The 3-D structures of the anti-viral Pneumonia putative AMPs and the viral pneumonia protein receptors PDB files from I-TASSER were transferred onto the PatchDock server using the default RMSD of 4 and subsequent selection of “protein-small ligand”31. HDock, an efficient molecular docking algorithm with an accurate scoring function for biomolecular interactions, was also used as an alternative docking tool to check the consistency of the PatchDock tool32. This tool combined Physics with Bioinformatics-based methods to generate structure prediction and interaction.

Interaction analysis between the anti-viral Pneumonia putative AMPs and their respective viral pneumonia protein receptors was carried out utilizing the PyMol software30.

Results

Retrieval of anti-viral AMPs (VAP-AMPs) and profile creation using HMM

Literature mining uncovered 176 experimentally validated anti-viral pneumonia antimicrobial peptides (VAP-AMPs) in total for the CAMP, APD3, and AVPDB databases against the microbes Respiratory Syncytial Virus, Influenza A, and B in the order 112, 52 and 12, respectively. The initial phase in the profile construction pipeline was the random grouping of the various classes into ¾ and ¼ of the experimentally validated AMPs (Table 1). The ¾ is the training dataset, expected to prepare the HMM software to test whether the functionally significant amino acid consensus is captured. After this, multiple alignments were produced utilizing HMM ClustalW. A total of three AMP profiles was produced for every one of the accompanying classes ((anti-Respiratory syncytial virus (RSVM) and, anti-Influenza A, and B (INFA and INFB).

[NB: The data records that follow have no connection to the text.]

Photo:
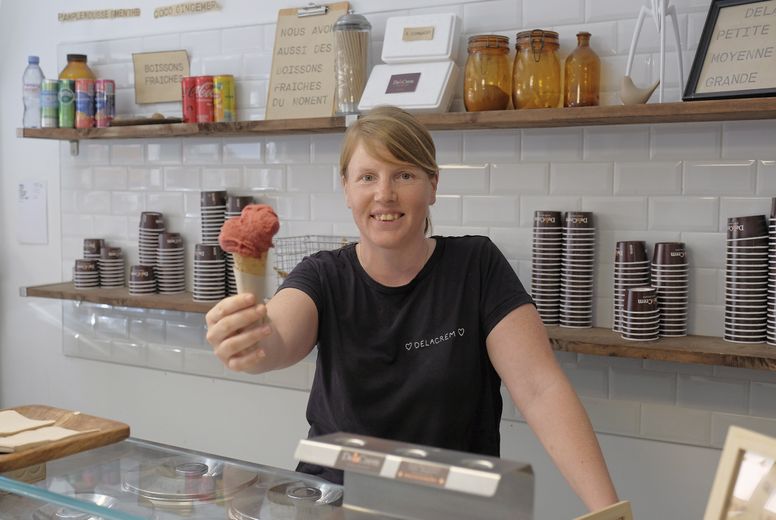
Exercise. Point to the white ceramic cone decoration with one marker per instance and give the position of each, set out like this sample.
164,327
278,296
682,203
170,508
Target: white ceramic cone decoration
631,94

Table 1 Profile creation by HMM.

Independent testing of the created profiles and evaluation of the independent testing results

Each constructed profile was tested against a positive dataset (testing datasets) which was about 25% of the dataset (training datasets in Table 1). Since experimentally validated AMPs were used, the assumption is that the profiles developed ought to have the option to recognize different sequences with precisely the same action and separate those that have no anti-pneumonia activity from the same microorganism. The constructed profiles were examined against a negative control dataset, comprised of random fragments of 17,236 neuropeptides, which had no recorded anti-pneumonia action. This independent testing was carried out with the negative dataset (neuropeptides) to confirm whether the trained profiles would distinguish non-anti-pneumonia peptides.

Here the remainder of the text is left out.